1) There is hardly any difference between the two schedulers (noop
   is a little faster for the bonny test).
2) An NCQ depth of 1 is WAY faster on RAID5 (bonnie; around 125 MB/s),
   the NCQ depth of 2 is by far the slowest for the RAID5 (bonnie;
   around 40 MB/s). NCQ depths of 3 and higher show no difference,
   but are also slow (bonnie; around 75 MB/s).
3) There is no significant influence of the NCQ depth for non-RAID,
   either the /dev/sda (hdparm -t) or /dev/sdd disk (hdparm -t and
   bonnie).
4) With a NCQ depth > 1, the hdparm -t measurement of /dev/md7 is
   VERY unstable. Sometimes it gives the maximum (around 150 MB/s),
   and sometimes as low as 30 MB/s, seemingly independent of the
   NCQ depth. Note that those measurement were done on an otherwise
   unloaded machine in single user mode; and the measurements were
   all done one after an other. The strong fluctuation of the hdparm
   results for the RAID device (while the underlaying devices do not
   show this behaviour) are unexplainable.

>>From the above I conclude that something must be wrong with the
software RAID implementation - and not just with the harddisks, imho.
At least, that's what it looks like to me.
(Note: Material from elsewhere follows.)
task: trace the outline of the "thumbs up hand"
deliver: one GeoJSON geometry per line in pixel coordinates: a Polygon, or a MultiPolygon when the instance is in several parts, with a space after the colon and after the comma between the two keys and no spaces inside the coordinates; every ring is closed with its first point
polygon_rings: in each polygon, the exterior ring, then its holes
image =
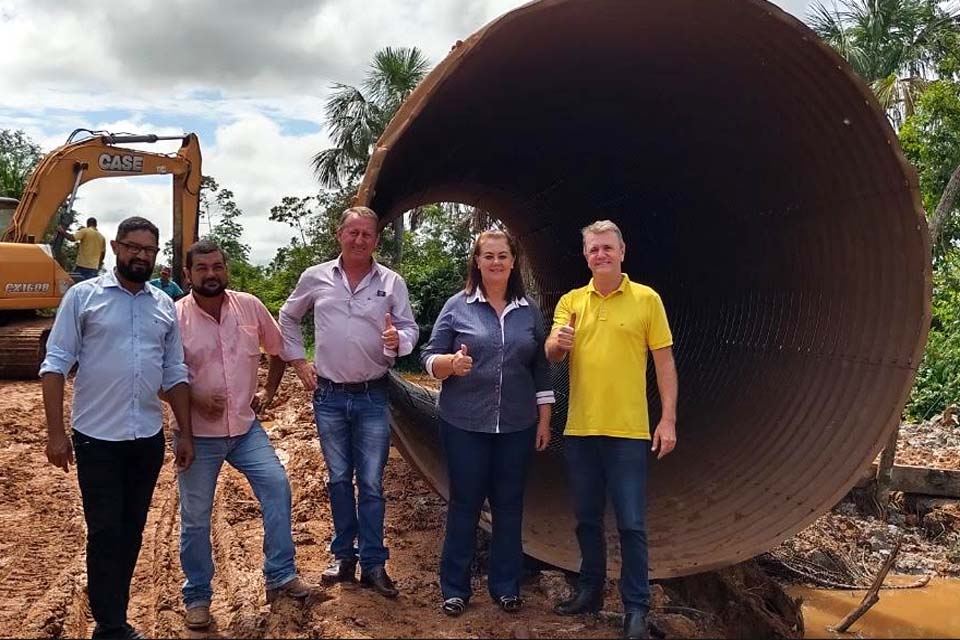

I am not an expert though ;)

-- 
Carlo Wood <carlo@alinoe.com>

PS RAID5 (md7 = sda7 + sdb7 + sdc7): Three times a Western Digital
   Raptor 10k rpm (WDC WD740ADFD-00NLR1).
   non-RAID (sdd2): Seagate barracuda 7200 rpm (ST3320620AS).

   The reason that now I measure around 145 MB/s instead of 165 MB/s
   as reported in previous post (with hdparm -t /dev/md7) is because
   before I use hdparm -t /dev/md2, which is closer to the outside
   of the disk and therefore faster. /dev/md2 still is around 165 MB/s.